After a few youtube videos I called myself and expert in the matter and dove straight into it. Quickly establishing that the problem was worse than I thought. Almost like fixing your car, the problems escalated quickly to the point where I was taking the whole thing to bits. This sounds like a nightmare scenario, surely these things should 'just work'. I haven't fiddled with them, so they shouldn't be broke right? Not quite true...
Nevertheless, I tinkered on, fully removing the derailleur half taking it to bits to clean it and then re-assembling, re-fitting and re-indexing it. Only to find that my derailleur is too old to have half of the 'make your life easier' components and designs that the modern derailleurs in the videos had.
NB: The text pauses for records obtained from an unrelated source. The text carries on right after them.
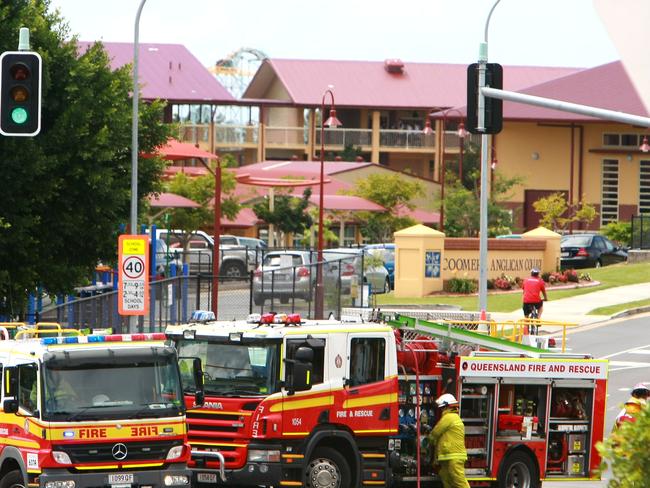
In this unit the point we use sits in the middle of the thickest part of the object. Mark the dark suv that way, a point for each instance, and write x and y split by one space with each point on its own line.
589 251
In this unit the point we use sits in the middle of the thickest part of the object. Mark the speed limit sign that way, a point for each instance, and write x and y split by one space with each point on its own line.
133 275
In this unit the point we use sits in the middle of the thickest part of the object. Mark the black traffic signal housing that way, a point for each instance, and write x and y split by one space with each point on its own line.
493 106
20 93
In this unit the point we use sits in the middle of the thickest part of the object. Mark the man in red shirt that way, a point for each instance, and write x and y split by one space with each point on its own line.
532 287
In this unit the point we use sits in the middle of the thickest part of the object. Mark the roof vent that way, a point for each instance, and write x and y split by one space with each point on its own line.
394 66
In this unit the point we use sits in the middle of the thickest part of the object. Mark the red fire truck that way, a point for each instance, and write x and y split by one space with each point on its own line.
340 404
91 411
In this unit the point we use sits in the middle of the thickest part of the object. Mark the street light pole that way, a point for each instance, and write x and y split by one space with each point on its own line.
332 121
483 224
134 125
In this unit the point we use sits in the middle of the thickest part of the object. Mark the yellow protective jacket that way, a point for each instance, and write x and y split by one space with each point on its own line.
448 437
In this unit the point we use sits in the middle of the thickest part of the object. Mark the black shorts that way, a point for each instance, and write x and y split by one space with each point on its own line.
529 307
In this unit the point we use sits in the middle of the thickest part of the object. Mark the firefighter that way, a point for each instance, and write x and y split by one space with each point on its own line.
448 440
634 405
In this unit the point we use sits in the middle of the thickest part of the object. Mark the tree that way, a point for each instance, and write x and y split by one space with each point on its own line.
68 189
626 453
289 214
394 193
462 205
201 190
557 215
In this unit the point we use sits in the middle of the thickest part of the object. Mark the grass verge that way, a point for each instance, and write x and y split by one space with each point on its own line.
612 309
609 277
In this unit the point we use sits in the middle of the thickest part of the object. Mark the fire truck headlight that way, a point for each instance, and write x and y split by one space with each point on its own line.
175 452
263 456
61 457
176 480
60 484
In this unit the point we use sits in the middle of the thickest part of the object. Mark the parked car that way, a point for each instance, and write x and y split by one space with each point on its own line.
284 275
236 260
375 275
386 252
589 251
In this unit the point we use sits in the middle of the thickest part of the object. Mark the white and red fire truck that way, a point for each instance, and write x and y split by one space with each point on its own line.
340 404
91 411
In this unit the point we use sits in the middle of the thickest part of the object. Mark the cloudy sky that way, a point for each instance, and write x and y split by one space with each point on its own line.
522 32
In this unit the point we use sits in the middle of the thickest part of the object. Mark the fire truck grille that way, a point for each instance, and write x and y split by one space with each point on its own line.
135 451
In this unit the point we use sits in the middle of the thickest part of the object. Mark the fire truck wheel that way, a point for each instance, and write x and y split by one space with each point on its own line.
518 471
13 479
327 469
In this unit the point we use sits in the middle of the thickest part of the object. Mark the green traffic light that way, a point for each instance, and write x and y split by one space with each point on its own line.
19 115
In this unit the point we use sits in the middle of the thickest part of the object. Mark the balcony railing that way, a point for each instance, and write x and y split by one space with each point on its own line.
344 137
407 139
298 137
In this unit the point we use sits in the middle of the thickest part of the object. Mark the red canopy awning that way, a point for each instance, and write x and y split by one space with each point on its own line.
171 200
175 150
346 202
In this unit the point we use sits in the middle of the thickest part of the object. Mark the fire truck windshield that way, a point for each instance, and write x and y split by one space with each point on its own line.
232 369
122 387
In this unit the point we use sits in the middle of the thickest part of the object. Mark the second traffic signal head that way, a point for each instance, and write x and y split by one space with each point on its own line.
20 93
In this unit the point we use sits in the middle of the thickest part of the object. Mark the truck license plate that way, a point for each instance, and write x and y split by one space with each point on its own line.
120 479
206 477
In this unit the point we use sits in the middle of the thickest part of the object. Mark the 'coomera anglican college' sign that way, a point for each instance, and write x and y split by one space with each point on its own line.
595 369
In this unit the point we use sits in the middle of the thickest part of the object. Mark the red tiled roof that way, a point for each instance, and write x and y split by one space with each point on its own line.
607 86
368 84
167 72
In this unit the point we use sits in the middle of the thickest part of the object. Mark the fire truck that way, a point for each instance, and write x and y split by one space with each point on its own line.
341 404
91 411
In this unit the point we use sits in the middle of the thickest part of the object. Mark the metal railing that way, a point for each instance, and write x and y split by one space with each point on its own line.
641 231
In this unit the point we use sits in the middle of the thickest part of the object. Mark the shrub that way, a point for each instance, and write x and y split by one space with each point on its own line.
571 276
461 285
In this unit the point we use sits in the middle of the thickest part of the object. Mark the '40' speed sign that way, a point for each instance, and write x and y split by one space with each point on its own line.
133 275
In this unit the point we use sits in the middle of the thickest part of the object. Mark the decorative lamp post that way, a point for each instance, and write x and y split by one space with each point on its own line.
462 133
331 121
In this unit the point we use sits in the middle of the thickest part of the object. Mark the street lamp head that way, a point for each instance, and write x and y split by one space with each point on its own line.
645 147
462 133
332 120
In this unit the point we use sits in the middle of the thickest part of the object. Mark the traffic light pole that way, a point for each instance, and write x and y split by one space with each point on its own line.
483 221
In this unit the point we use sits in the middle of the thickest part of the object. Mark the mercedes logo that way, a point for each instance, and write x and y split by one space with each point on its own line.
119 451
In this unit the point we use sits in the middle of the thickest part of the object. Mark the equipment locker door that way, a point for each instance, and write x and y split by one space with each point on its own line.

I think they call it 'retro'. This didn't throw me though, in taking it to bits and 'tinkering' with it earlier in the day I had learnt why the derailleur was designed the way it is, learning the key function of each component and the result of each adjustment.
After piecing back together the rear of my bike, I took it for a quick spin. Not perfect, but pretty good, and much better than it was. I was also very satisfied that I had learnt and solved a new puzzle almost from scratch, with a bit of help from youtube. I guess the takeaway is though that sometimes there isn't a 'quick fix' and you have to solve the problem the hard way. Though we shouldn't shy away, because the hard way is often quite fulfilling.